/75% think Big Tech has too much influence on political news people read
75% think Big Tech has too much influence on political news people read

75% think Big Tech has too much influence on political news people read

by W. James Antle III, Politics Editor
Three out of 4 registered voters believe social media companies have too much influence over what news the public reads, according to a new poll, with a majority also seeing these platforms as politically biased.
Washington Examiner/YouGov poll found that 76% thought social media companies had too much influence, compared to just 6% who said too little and 11% who picked about the right level of influence. The majority includes 82% of Republicans, 71% of Democrats, and 73% of independents.
These results come after social media giants Facebook and Twitter suppressed sharing a story about emails purportedly obtained from a computer belonging to Hunter Biden that could create political problems for his father, Democratic presidential nominee Joe Biden, shortly before the election. Republicans have charged Twitter and Facebook with making an “in-kind contribution” to Biden’s campaign by preventing users from sharing the news on their platforms. Conservatives have been pressing Senate Republicans to hold hearings on the social media companies’ handling of this story soon.
In the same poll, the public is split on the question of whether the former vice president has been honest about his son’s business activities in other countries.
A plurality of registered voters, 39%, believe social media bans have been biased against the Republican Party. This includes a huge majority of Republicans at 82% and a plurality of independents at 37%, though only 6% of Democrats agree.
Another 20% of registered voters believe that social media is biased against both parties. This includes 28% of Democrats and 26% of independents, though only 6% of Republicans agree.
Just 9% think social media content bans are biased against Democrats, with 2% of Republicans and 6% of independents agreeing. Even among Democrats, this figure stands at only 15%.
There is broad support for Congress regulating social media companies to limit potential bias, with 55% saying they should, 25% saying they should not, and another 20% saying they did not know. The poll found that 69% of Republicans support such regulations, which have been advocated by Missouri Sen. Josh Hawley and other GOP lawmakers. But Democrats also back potential regulations by 18 points and independents by 15.
Still, 57% said social media companies should restrict content they believe to be false. Democrats are most strongly supportive of this idea at 83%, with Republicans most opposed at 63%. Independents say these platforms should restrict content they think is false by 53% to 37%.
These numbers also reflect greater Republican distrust of companies such as Facebook and Twitter, while Democrats have more confidence in their ability to regulate content fairly.
Hawley sent a letter to Facebook CEO Mark Zuckerberg last week alleging political bias in content moderation after an anti-abortion group’s ads were restricted. “Facebook’s censors have apparently been busy this week,” the senator wrote. “Your company’s decision to restrict the spread of a story reporting on corruption allegations surrounding Hunter Biden is now a matter of national news and the subject of congressional inquiries.
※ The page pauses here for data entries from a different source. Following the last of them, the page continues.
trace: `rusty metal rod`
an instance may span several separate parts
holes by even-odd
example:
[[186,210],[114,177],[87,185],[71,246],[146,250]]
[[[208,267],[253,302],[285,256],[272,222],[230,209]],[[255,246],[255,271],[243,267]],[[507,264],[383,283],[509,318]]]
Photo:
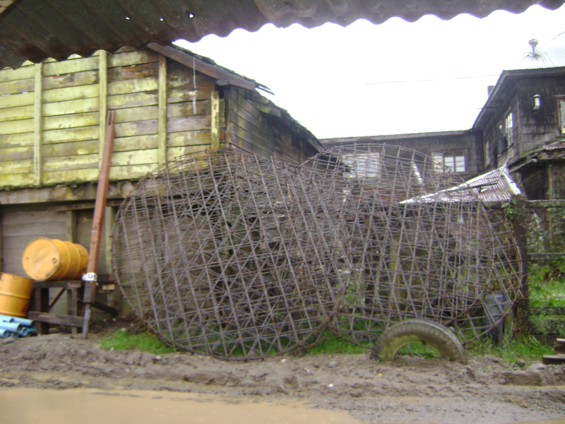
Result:
[[106,208],[106,199],[108,195],[108,184],[109,182],[110,165],[112,165],[112,153],[114,151],[114,137],[115,129],[114,122],[115,112],[108,111],[106,119],[106,134],[104,141],[104,150],[100,162],[100,171],[98,177],[98,187],[96,191],[96,203],[94,207],[93,229],[90,235],[90,248],[88,250],[88,262],[86,265],[86,274],[83,276],[85,280],[84,288],[84,324],[83,325],[83,338],[88,336],[88,322],[90,319],[90,303],[95,301],[96,296],[96,280],[98,271],[98,258],[100,254],[100,239],[104,211]]

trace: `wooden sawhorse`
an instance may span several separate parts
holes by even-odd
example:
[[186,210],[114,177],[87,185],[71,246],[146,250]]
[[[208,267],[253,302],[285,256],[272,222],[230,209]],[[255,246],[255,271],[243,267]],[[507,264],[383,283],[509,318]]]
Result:
[[[82,329],[83,336],[86,338],[88,326],[85,326],[84,303],[83,293],[85,282],[82,281],[34,281],[32,291],[30,310],[28,318],[36,322],[37,333],[49,334],[50,324],[65,325],[71,327],[73,335],[76,335],[78,328]],[[59,288],[59,291],[53,300],[49,302],[49,290]],[[51,310],[66,290],[70,296],[70,315],[56,314],[50,312]],[[104,311],[116,317],[118,312],[116,308],[108,306],[101,302],[93,302],[90,306]]]

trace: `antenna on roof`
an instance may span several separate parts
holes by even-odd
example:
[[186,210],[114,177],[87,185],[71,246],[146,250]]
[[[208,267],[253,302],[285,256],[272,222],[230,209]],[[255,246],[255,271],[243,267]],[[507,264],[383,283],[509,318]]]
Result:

That makes it all the more inexplicable — or, perhaps, all the more frustratingly predictable — that Facebook would choose this same week to target pro-life content on its platform.”
President Trump, a prolific Twitter user, has often complained of social media bias and suggested reforms to Section 230 of the Communications Decency Act to combat it. Conservatives and Republicans have become more skeptical of Big Tech and more willing to contemplate government regulation of Silicon Valley under Trump’s administration.
The Washington Examiner/YouGov poll was conducted among 1,200 registered voters with a margin of error of plus or minus 3.7 percentage points.